Saklanmanın verdiği haz, bulunacağına dair taşıdığı güvenden kaynaklanır. Çünkü güvenli bir bağlanma olmadan yalnızlık zorlayıcı ve tehditkar bir deneyime dönüşebilir. Ancak, bulunacağına dair bir güvenle desteklenen yalnızlık, çocuğun gelişimi için zenginleştirici bir sürece dönüşür.
Yine Winnicott, ‘yalnızlıkla baş etme kapasitesi’ni bir kişinin ruhsal sağlığının önemli bir göstergesi olarak görür. Bu kapasite, erken dönemde bakım verenle kurulan güvenli bağlarla temellenir. Yalnızlık, bazıları için korkutucu ve katlanılması zor bir duygu iken, bazıları için yaratıcı bir keşif alanı olur.
Birçoğumuz ise bu iki uç arasında bir yerdeyizdir. Yalnızlıkla baş etme kapasitesi yüksek olan kişi, görüleceğine dair temel bir güven geliştirmiştir. Bu güven, kişinin tek başına kalabilme yeteneğini artırır ve yalnızlığı tehdit olarak görmekten uzaklaştırır.
Üstelik yalnız kalabilmek, sadece bir mola ya da huzur arayışı da değildir. Kişinin farklılıklarını kabullenip ötekiyle karşılaşmaya hazır olmasının da bir göstergesidir. Yalnızlıkla baş etme kapasitesi yüksek olan kişi, farklılıklarıyla ötekilerin karşısında var olabilir, kendini olduğu gibi ortaya koyabilir.

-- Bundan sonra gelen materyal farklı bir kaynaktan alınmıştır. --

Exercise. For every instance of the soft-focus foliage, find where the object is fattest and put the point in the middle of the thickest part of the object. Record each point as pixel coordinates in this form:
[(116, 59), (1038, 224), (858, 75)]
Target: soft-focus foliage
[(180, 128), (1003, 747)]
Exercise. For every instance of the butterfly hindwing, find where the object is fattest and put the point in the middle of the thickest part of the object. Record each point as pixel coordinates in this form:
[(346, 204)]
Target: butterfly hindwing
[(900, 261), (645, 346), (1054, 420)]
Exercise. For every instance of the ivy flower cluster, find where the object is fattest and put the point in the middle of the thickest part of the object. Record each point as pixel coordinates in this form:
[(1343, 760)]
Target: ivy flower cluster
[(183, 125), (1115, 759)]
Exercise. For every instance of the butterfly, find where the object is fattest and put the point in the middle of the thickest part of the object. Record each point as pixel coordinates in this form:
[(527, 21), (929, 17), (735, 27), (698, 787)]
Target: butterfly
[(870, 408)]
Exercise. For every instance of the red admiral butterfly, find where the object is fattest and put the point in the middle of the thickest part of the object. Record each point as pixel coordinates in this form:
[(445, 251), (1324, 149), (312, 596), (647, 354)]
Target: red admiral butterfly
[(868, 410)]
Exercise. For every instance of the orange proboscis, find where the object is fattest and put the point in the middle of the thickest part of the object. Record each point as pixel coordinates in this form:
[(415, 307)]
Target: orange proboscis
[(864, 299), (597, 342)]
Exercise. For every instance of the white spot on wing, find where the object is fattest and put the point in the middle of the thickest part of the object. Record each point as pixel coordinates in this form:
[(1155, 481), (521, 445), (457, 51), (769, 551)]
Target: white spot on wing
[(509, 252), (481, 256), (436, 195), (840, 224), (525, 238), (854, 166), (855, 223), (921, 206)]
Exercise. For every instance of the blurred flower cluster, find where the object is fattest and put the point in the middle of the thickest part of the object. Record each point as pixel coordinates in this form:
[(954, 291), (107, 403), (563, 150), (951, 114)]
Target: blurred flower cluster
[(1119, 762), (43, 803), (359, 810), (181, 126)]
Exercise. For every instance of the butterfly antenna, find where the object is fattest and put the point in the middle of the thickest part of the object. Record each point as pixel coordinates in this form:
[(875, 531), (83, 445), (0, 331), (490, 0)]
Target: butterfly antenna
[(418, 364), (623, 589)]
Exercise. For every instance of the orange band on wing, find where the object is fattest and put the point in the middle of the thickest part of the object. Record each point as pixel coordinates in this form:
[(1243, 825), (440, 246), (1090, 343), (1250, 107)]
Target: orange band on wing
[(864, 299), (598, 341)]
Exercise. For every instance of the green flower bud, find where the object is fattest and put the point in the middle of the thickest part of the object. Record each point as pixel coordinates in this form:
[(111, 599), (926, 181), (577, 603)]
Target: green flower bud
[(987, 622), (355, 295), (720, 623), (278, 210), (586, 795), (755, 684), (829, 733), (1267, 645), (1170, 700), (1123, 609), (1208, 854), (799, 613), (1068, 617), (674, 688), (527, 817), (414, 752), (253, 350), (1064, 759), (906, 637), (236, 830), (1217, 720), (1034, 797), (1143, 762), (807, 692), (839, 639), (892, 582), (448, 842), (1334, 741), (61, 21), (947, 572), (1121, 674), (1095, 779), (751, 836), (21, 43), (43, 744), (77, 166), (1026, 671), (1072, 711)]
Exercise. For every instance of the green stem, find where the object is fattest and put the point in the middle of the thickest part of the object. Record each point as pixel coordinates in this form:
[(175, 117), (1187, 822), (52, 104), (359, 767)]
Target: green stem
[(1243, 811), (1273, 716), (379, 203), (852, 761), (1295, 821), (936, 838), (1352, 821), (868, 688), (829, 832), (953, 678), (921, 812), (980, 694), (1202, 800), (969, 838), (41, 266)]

Yetişkinlikte ise kaybolma, yalnız kalma ve görülme ihtiyacı, çocukluk dönemindeki bu temel deneyimlerin yankısıdır. Psikolojik açıdan sağlıklı bir yetişkin, zaman zaman ‘kaybolmak’ yani bir süre kendiyle kalmak ve dünyadan uzaklaşmak ister. Bu, bireyin iç dünyasına dönerek kendini yeniden keşfetmesine olanak tanır. Ancak bu kayboluşun bir sonu olmalı, kişi, ilişkisel bağlarını yeniden kurabilmelidir. Kaybolmak ve yeniden bulunmak arasındaki bu döngü, kişinin hem içsel hem de sosyal dengesini sağlaması için kritik bir öneme sahiptir.
Yetişkinlikte yalnız kalma ve görülme arasındaki bu dengeyi bulabilmek, kişinin yalnızlıkla baş etme kapasitesini ne kadar geliştirebildiğine bağlıdır.

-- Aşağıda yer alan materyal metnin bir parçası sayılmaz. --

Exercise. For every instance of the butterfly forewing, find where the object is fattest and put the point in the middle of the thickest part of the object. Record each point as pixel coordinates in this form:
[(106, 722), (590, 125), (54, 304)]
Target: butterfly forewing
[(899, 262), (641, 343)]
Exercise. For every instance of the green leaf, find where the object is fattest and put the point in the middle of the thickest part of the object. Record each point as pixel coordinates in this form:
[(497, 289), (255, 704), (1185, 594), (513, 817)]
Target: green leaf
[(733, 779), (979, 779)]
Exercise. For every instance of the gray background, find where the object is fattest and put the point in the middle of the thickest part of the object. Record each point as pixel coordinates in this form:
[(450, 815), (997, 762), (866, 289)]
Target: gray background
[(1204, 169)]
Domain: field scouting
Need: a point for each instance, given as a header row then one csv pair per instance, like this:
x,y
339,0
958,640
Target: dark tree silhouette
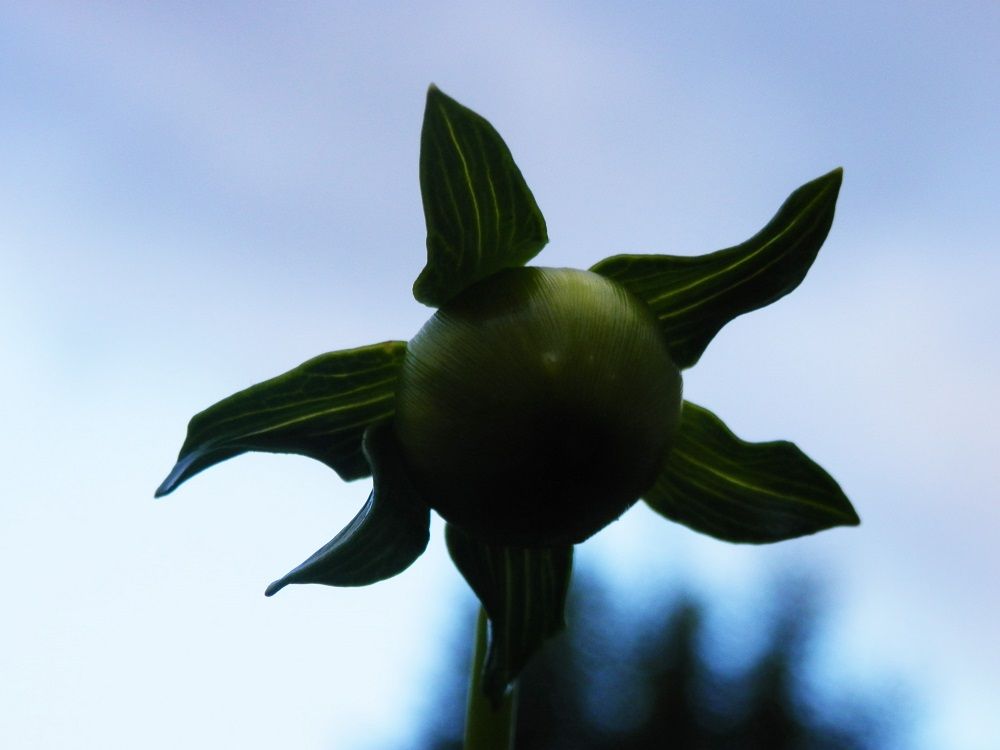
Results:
x,y
621,680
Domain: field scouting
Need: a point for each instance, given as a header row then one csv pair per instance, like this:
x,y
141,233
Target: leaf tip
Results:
x,y
275,587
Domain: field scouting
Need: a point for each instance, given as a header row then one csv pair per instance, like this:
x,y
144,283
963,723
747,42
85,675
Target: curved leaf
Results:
x,y
320,409
481,217
523,591
728,488
384,539
694,297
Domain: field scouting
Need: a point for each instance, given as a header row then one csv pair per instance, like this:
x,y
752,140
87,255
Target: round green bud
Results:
x,y
536,406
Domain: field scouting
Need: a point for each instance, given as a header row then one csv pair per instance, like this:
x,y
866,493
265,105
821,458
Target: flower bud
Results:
x,y
536,406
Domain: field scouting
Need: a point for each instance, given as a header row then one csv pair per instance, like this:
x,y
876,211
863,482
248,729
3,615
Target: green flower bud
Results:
x,y
536,406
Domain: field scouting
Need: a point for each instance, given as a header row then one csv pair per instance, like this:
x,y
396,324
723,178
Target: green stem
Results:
x,y
486,727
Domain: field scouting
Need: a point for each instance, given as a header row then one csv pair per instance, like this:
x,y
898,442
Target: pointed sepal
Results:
x,y
481,217
320,410
523,591
694,297
725,487
384,539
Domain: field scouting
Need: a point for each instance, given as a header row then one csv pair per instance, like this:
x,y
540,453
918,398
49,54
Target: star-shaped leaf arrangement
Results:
x,y
537,404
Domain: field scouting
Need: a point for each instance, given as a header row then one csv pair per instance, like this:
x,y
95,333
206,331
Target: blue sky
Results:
x,y
195,197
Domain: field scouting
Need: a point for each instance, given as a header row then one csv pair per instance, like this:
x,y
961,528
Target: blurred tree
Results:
x,y
619,680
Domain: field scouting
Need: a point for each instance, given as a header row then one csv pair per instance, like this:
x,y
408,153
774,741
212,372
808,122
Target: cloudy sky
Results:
x,y
197,196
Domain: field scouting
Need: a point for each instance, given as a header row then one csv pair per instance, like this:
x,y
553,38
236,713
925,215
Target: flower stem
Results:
x,y
487,727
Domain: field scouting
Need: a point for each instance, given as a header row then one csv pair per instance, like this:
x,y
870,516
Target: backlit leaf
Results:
x,y
523,591
389,533
481,217
694,297
728,488
320,409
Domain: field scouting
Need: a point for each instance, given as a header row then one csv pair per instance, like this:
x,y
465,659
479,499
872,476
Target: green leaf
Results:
x,y
694,297
523,591
320,409
725,487
384,539
481,216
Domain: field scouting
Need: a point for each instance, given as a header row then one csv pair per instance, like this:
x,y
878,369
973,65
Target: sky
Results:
x,y
195,197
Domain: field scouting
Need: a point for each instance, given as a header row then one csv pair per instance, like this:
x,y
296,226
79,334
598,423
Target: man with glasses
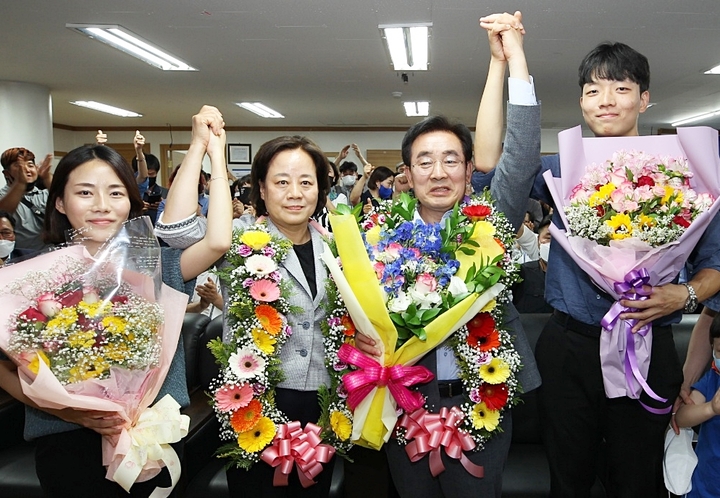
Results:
x,y
22,198
439,153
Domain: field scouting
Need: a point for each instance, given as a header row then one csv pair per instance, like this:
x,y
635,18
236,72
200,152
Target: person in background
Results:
x,y
379,185
705,411
22,198
8,253
154,193
529,293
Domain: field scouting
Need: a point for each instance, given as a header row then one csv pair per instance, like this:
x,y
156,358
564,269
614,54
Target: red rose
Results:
x,y
476,213
494,396
646,181
70,298
679,220
482,334
119,299
31,314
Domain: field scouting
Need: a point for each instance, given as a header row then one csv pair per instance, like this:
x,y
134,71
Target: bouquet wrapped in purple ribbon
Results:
x,y
630,220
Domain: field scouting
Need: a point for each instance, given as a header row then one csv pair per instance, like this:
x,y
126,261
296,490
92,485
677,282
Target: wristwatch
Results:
x,y
691,303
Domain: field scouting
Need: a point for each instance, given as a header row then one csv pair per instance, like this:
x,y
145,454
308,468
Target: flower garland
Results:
x,y
433,277
243,395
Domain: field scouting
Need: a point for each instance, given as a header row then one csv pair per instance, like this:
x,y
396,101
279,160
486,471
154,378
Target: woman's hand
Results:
x,y
104,423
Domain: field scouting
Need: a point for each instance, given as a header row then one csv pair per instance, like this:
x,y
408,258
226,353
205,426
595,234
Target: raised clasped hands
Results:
x,y
505,34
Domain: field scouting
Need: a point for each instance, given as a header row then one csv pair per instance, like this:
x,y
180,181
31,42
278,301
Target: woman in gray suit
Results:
x,y
289,184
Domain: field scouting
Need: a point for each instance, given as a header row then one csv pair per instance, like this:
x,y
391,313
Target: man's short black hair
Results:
x,y
615,62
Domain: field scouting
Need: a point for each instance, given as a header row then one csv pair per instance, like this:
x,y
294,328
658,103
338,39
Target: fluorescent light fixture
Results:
x,y
260,109
416,108
130,43
699,117
97,106
407,45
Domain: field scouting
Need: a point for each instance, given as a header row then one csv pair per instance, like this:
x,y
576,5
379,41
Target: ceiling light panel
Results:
x,y
407,45
98,106
130,43
260,109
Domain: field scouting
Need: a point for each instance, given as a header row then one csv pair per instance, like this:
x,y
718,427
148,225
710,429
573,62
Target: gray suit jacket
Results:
x,y
303,355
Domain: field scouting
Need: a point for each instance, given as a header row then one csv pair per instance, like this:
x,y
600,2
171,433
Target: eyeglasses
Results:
x,y
450,163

Günümüz dünyasında yalnızlık, özellikle dijital çağda farklı bir boyut kazanmıştır. Saklambaç oyununda çocuk fiziksel olarak bir bağ kurmaya çalışırken, yetişkinler de çevrimiçi dünyada ‘bulunmayı’ bekler. Sosyal medya platformları, tıpkı çocukların saklambaçta ‘beni bul’ diye fısıldaması gibi, yetişkinlerin görünür olma çabasına sahne olur.